Assignment #5 – Data Visualization in DH

Though initially frustrating to use and maneuver, as became more familiar with Gephi and its functions, I actually grew to like it more as well. I was chiefly concerned about the lack of an “undo” button – a button that I have come to realize I ordinarily rely heavily upon. The moment I reframed this in my mind from a bad thing to a good thing was the moment I began having fun with Gephi, in the sense that every click of every button was done with intent rather than simple exploration of the program.

With this, I knew that whatever data set I chose, it had to be something I was comfortable with – I wanted to make sure that I knew exactly what it was that I was exploring. As we looked in class at examples of social networks, dialogue between characters in Les Mis, and other datasets I browsed on my own, I discovered that I was actually really fascinated with network visualizations. When initially clicking through premade datasets, I tested the effects of pressing buttons like “filter” and seeing how it would impact the visualization. As I became more familiar with Gephi, though, I knew what questions I could ask that Gephi would be able to answer. I would be able to look at the visualization of the Marvel Cinematic Universe, for instance, and know how many times Iron Man interacted with Thor.
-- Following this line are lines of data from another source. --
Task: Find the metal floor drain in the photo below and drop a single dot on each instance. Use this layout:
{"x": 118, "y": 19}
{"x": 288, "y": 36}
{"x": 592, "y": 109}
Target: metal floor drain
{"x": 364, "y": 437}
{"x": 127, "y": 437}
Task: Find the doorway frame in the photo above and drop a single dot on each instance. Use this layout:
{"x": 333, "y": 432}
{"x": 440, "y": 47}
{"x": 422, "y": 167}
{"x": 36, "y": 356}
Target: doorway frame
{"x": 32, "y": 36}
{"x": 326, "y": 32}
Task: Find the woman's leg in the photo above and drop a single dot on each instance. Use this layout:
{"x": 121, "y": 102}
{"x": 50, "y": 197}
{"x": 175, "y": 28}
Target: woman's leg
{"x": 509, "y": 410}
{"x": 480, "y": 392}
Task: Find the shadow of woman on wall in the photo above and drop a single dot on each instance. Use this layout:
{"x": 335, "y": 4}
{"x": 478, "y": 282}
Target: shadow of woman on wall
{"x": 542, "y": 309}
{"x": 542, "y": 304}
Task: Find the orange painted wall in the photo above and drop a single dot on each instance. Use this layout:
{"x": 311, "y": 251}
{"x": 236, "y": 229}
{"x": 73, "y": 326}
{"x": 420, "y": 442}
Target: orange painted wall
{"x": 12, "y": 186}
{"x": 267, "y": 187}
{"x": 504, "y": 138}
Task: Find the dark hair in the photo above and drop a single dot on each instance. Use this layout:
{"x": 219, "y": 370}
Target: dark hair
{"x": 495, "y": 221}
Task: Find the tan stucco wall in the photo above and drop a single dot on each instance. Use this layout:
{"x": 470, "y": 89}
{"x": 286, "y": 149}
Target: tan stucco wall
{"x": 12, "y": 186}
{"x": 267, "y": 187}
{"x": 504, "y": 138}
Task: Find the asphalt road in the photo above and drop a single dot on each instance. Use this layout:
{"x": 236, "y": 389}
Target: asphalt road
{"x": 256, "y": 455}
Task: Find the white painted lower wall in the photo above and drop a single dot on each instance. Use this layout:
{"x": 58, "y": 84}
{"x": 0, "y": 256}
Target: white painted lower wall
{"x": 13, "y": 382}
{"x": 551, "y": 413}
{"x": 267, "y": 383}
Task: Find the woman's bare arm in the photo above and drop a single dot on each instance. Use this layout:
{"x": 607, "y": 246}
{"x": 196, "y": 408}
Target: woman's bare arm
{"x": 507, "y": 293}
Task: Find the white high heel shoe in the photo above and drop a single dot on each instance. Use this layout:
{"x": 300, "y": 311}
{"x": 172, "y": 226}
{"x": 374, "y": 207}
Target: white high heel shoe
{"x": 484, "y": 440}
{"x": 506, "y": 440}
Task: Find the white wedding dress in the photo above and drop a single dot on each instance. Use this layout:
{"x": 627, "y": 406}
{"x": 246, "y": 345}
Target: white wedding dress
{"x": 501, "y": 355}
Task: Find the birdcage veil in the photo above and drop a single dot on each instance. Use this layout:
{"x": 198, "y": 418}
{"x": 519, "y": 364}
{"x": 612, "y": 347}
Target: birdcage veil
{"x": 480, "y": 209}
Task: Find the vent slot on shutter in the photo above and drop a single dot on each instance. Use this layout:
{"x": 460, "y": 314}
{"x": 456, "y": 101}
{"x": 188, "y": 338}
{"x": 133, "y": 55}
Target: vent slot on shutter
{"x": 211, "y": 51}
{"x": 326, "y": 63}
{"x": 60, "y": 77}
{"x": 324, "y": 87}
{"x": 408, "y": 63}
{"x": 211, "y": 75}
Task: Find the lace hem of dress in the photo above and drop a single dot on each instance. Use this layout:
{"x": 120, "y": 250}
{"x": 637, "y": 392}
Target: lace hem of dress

For my visualization, I chose to do an “exploratory data analysis . . . based around the idea that the network is important, but in as-yet unknown ways” by inputting my own data from my water polo team roster (Graham). I wanted to look at connections between my teammates based off of their home state, which club team they played for in high school, and whether or not they are in the College of Management at Bucknell. These connections are complex in that their variables are “highly interconnected and interdependent,” which are integral components of network visualizations (Lima).

No filters
Filtered by modularity and degree
Filtered by college, partition (home state) and edge type
Players who played for the same club team (before Bucknell)

As demonstrated by the network, many of my teammates are from California; this shared quality is the most prevalent commonality within the parameters of my network. This makes sense because water polo is a sport that, in the United States, is most popular on the west coast (likely due to the warmer weather and outdoor pools). If we had a team comprised of international students (which isn’t uncommon for water polo teams), my prediction is that the visualization representing club teams would be much more connected. In countries like Serbia, where water polo is a very popular sport, there are only a few club teams, and even fewer that play at a high enough level to pique the interest of US college coaches.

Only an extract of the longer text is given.